拘束具を付けられ、絶対に逃げられないというのに、監視の目が途切れる事はない。
完全なる監禁だ。
『ウフフ…棚瀬先輩、簡単に捕まっちゃったね?あんなに「棚瀬先輩助けて」って言ってたのにさ。可哀相にねぇ……もう誰も助けに来ないよ?…フフ……』
夏帆「……うぅ………」
男は夏帆に顔を近付け、笑いを抑えながら語りかけた。
狙い通りに夏帆を手中に納め、田尻が鍵を掛けるのを忘れたおかげで、思いがけなく有海までも捕らえる事が出来た。
テニス部の“二枚看板”を玩具として使用出来る喜びに、顔が綻ぶのも無理はない。
その人とは思えぬ狂気の感情に、夏帆は、今更ながら恐怖を覚え、顔が引き攣った。
と、突然ドアが開き、大声で笑いながら男達がなだれ込んできた。

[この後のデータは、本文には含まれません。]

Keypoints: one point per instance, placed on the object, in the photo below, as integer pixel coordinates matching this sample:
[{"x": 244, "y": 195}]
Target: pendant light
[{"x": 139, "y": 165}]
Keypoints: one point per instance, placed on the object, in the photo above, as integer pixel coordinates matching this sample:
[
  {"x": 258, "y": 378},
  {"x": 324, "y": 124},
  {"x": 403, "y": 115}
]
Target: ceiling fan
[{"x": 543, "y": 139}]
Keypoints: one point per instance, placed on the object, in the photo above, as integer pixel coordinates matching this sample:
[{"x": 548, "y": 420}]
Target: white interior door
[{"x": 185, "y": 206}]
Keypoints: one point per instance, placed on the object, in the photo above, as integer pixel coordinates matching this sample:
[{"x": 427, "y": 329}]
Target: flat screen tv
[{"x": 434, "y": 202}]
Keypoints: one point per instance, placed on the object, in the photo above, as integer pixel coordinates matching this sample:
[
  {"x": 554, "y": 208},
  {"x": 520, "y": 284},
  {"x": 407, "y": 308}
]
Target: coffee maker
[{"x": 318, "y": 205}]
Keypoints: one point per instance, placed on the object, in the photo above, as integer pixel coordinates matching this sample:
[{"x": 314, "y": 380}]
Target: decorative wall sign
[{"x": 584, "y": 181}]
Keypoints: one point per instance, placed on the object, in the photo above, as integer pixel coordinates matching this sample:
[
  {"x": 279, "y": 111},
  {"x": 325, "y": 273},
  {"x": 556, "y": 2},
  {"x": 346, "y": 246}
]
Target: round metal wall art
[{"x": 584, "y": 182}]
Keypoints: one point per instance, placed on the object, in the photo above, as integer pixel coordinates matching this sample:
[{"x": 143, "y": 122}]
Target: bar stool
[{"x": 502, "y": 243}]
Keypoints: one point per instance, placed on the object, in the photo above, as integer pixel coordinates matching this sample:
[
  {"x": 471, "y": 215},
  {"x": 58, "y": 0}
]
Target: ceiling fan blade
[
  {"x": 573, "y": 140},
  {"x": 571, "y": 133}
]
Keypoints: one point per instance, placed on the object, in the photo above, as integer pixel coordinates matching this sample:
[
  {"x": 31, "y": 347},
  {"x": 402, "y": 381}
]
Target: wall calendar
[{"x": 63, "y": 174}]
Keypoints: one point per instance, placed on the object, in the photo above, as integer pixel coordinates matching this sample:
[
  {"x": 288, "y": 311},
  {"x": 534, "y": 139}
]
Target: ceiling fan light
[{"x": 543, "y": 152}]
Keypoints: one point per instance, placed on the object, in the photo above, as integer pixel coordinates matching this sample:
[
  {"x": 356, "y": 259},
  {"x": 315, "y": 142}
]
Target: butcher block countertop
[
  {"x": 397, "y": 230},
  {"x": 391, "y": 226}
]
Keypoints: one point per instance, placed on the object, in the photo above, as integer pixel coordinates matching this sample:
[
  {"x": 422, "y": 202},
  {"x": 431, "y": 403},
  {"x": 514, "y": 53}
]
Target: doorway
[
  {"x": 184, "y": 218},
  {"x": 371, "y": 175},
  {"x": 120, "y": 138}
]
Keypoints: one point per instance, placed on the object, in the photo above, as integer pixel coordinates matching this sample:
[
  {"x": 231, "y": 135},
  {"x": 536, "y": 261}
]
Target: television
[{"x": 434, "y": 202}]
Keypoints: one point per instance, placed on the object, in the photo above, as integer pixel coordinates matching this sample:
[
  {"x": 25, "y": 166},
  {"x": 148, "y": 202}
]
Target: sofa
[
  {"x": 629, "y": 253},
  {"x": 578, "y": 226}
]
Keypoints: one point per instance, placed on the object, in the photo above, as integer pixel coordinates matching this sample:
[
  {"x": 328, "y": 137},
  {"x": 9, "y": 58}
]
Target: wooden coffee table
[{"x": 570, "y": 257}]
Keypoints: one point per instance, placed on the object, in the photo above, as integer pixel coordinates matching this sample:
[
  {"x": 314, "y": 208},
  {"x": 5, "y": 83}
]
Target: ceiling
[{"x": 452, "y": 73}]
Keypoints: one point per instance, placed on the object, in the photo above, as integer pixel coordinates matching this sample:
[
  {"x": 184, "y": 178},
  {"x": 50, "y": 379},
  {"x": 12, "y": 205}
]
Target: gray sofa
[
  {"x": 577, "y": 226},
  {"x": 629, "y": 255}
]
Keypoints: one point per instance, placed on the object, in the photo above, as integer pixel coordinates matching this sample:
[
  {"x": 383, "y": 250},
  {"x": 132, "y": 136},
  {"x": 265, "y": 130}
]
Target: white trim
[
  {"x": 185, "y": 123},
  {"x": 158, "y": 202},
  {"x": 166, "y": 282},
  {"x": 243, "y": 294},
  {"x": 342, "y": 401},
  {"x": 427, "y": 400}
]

意味不明な言葉で喚く有海を抱えながら………。
『フヘヘヘ!!有海ちゃんのお尻、綺麗にしましたぞ!!』
夏帆に見せるように正面に抱えられた有海は、まるで濡れネズミのように水を滴らせ、全身がビチャビチャと濡れていた。
湯の張られた湯舟に放り込まれたのか、それとも頭からシャワーで湯を浴びせられたのか?
いずれにせよ、夏帆の股間を洗う時の態度とは違い、乱暴に扱われたのは間違いない。
ユニホームの上着やスカートに、黄土色の汚物が擦りつけるように付着しているのをみても、それは明らかだ。
有海「……ふぐ…ふ……んうぅ……」
もう怒りの炎は消え失せていた……ギョロギョロと男達を見回す視線は、明らかに怯えたものだ。
男達の一挙手一投足に過剰に反応し、顔も視線も左右に動いて落ち着かない。
夏帆(先輩……有海先輩……)
叱られた子供のように小さくなった有海の姿に、夏帆は愕然とした……今まで見てきた有海は、優しく凛々しく、どんな事があっても逃げずに立ち向かっていく強い女性だった……それが今では見る影もなく、ただただ怯えて震えている……勝てない……この男共には、自分達では勝つ事は出来ない……。
『なかなかに良い眺めですな』
濡れたユニホームに、白いスポーツブラが透けて見え、その胸元を茶色の麻縄が彩りを添える。
水分を含んだ麻縄は固く締まり、その硬度は増している。
腕も脚も、その屈辱の縄化粧は、有海の身体をこれ以上無いほどに固縛し、抗う為の一切の身動きを封じた。